The average maid or housekeeping cleaner made $12.18 an hour in Maryland last year, or $25,340 annually. The average dish washer made $9.24 an hour, or $19,220 annually.
Boardman said a unionized MGM casino and resort would be a victory for the middle class in Prince George’s. In addition to Unite Here, Teamsters Local 639, Local 99 (engineers) and Local 22 (theatrical stage employees) signed on. “We’re going to have a casino and hotel operation that will put thousands of people into the middle class. It will be a transformative moment in the county,” Boardman said.
The competing casino firms say, they were not given the same opportunity to show a commitment to union labor. Both have relationships with unions at other facilities.
Unite Here and Penn National Gaming, which plans a casino resort at Rosecroft Raceway, have butted heads for years over Unite Here’s efforts to organize other Penn National facilities, with the company accusing Unite Here of illegally harassing it and its employees. Unite Here responded by purchasing Penn National stock and forcing shareholder votes to overhaul the way board members are chosen.

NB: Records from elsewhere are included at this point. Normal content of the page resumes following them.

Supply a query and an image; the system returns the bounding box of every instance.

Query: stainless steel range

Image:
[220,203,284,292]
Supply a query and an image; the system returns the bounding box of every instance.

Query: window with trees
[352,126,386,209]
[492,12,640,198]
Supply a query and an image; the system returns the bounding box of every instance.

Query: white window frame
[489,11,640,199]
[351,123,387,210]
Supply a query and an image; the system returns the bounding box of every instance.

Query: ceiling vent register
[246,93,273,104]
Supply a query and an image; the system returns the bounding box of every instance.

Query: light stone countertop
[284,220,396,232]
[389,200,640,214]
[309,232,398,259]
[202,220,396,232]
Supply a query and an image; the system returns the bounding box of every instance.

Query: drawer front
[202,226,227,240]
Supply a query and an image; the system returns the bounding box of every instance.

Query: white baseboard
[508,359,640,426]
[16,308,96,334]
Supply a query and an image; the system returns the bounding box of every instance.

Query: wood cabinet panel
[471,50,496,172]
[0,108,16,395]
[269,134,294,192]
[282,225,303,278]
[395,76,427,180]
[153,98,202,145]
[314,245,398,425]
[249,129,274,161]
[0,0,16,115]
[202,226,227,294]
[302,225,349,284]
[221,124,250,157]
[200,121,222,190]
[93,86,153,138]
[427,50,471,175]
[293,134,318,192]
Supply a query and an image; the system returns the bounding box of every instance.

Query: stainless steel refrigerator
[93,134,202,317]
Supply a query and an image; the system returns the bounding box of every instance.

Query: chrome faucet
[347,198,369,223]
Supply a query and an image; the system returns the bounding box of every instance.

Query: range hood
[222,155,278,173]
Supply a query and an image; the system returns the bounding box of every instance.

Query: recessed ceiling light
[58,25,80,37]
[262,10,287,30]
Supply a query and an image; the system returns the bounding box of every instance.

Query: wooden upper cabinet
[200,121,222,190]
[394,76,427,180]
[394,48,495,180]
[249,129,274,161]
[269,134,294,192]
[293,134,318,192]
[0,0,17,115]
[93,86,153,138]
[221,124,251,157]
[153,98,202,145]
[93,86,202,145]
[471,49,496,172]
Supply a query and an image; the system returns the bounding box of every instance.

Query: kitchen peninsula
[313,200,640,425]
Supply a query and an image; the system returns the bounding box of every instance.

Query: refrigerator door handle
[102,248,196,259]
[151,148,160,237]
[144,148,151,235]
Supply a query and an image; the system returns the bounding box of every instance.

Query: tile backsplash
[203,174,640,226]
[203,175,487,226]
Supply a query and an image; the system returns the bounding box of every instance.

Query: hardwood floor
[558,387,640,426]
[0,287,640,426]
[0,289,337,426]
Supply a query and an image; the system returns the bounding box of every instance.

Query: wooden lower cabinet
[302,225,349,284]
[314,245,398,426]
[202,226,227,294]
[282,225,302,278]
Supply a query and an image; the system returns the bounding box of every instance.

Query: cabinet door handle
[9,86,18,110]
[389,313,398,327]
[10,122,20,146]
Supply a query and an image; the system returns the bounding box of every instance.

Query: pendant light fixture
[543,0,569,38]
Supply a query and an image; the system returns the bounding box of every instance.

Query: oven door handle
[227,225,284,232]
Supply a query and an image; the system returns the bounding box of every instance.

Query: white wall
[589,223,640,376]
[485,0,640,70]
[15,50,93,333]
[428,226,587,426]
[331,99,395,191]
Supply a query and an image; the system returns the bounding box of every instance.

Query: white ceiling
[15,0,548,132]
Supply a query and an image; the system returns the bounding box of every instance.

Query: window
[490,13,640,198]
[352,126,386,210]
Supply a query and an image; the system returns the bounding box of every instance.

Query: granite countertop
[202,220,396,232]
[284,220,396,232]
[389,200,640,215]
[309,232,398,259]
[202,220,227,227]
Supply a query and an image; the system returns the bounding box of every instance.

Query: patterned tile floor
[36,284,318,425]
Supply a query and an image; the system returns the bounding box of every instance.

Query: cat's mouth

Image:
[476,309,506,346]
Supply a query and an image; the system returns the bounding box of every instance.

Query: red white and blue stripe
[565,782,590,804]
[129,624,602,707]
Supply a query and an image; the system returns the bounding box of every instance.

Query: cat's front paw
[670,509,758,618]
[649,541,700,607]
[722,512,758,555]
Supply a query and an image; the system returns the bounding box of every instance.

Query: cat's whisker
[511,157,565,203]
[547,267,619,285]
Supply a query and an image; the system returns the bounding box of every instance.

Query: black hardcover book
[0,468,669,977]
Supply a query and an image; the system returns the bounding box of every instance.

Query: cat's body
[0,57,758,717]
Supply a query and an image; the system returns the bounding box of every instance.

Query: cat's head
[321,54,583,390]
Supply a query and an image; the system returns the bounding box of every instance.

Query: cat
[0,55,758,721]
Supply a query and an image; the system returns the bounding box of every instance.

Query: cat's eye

Though not with Unite Here, Penn National employees have formed unions at Rosecroft and its Hollywood Casino in Perryville, Md. A member of the United Food and Commercial Workers union testified before the commission on Penn National’s behalf.
“We have union representation across the country at several of our properties (including our existing casino in Perryville) and all three of the casinos that we opened last year were built union and our employees are represented from wall to wall by unions,” Penn National spokeswoman Karen Bailey said in an e-mail.
For its Prince George’s proposal, Bailey said Penn National had no record of being approached by Unite Here, saying the union has a “long history of hostility and antagonism towards our company and this is by their choice..”
Parx spokesman Marc Oppenheimer said in an e-mail that his company had already committed to use union labor to build its proposed casino resort off of Indian Head Highway and additionally “would sign negotiated [memorandums of understanding] with the appropriate unions.”
Unite Here represents food and beverage workers in Parx’s Pennsylvania racing operations, but not its casino outside Philadelphia. Oppenheimer said Unite Here “did submit a boiler plate document to us, but they have not been responsive to potential conversations about coming to an agreement.”
Boardman denied the other casinos’ claims. “We gave them all the same document that MGM signed. The same exact document. ” For the county and for workers, he reiterated that MGM was the best option. “We are going to reach critical mass at National Harbor with MGM there,” he said.